マルスは、長いすに体を投げ出し、生死さえわからぬ父に思いをはせていた。


と、一人の侍女が、マルスの足元に跪いた。


「アニウス大臣が、王に目通りを願っております」


最近の重臣会議では、マルスとアニウスが対立することが多くなっていた。

マルスの出す改善案に、アニウスがことごとく反対意見を述べるのだ。

しかも、重臣の多くは裏でアニウスと繋がっているため、マルスの意見に賛同するものは少数だった。


今日の会議でも、ひと悶着あったので、マルスはアニウスが何らかの妥協案でも持ってきたのかと思い、目通りを許した。
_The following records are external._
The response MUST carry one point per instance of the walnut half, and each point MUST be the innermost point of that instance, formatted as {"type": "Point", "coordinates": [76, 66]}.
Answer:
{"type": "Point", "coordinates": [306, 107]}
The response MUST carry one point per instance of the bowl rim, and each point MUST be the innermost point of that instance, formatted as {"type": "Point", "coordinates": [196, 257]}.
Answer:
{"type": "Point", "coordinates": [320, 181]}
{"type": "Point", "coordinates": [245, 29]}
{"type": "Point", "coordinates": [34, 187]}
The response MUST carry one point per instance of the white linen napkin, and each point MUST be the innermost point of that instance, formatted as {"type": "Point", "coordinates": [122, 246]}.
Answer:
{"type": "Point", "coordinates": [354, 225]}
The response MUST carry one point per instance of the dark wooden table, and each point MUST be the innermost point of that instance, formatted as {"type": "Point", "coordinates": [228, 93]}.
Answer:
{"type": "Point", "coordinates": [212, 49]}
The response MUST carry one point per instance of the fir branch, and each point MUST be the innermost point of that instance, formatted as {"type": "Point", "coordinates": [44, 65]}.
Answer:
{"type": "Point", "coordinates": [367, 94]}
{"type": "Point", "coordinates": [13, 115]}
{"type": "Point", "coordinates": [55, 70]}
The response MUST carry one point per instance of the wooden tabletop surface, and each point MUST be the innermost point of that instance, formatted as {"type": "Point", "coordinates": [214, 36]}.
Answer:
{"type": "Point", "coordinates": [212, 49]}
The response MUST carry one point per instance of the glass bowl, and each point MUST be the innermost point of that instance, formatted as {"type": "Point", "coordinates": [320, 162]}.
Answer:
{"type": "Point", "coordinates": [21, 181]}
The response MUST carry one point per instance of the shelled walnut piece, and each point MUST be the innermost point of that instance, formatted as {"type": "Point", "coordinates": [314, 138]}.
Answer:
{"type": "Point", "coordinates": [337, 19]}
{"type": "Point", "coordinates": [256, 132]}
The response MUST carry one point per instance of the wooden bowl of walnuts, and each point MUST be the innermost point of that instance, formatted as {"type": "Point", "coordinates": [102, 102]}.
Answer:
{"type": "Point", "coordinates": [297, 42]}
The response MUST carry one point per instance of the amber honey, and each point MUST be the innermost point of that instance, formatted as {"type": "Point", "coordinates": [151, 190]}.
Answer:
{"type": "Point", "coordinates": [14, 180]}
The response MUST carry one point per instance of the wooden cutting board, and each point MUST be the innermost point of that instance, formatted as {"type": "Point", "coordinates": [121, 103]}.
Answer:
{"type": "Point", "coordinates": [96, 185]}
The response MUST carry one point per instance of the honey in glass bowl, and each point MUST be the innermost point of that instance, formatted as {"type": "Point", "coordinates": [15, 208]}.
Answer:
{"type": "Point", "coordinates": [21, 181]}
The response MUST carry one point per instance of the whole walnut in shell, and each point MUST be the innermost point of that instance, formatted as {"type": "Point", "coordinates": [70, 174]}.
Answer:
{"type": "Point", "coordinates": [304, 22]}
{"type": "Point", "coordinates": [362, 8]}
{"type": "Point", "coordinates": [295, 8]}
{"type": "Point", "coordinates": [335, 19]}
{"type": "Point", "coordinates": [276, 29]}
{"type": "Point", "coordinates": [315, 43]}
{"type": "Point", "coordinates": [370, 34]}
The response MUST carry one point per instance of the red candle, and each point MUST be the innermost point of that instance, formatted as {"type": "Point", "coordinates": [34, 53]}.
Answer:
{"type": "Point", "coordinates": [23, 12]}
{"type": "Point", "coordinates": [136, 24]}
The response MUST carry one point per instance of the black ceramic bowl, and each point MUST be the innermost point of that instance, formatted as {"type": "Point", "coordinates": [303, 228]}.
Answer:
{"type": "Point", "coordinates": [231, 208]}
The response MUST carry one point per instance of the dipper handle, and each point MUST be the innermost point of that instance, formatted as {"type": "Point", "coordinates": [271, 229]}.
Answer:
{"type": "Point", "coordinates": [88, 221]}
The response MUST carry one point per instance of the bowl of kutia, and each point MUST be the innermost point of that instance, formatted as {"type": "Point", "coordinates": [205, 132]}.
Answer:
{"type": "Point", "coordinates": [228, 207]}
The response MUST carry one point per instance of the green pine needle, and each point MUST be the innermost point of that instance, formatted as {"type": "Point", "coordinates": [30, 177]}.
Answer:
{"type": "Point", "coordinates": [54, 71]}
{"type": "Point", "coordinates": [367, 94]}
すでに部屋着でくつろいでいたマルスと違い、アニウスはきちんとしたなりをして、

恭しく、マルスの前に膝をつき、深々と頭を下げた。


「何事だ?」


アニウスは、マルスの生母の実兄、つまりマルスの伯父にあたり、

もともと、年若くして王になったマルスの後見役であったため、

人目のない私室などでは、堅苦しい挨拶を抜くことが多かった。


そのため、アニウスの慇懃無礼な態度に、マルスは腹立たしさ覚えたが、

そんなことで怒りをあらわにしては負けになると、平静を装った。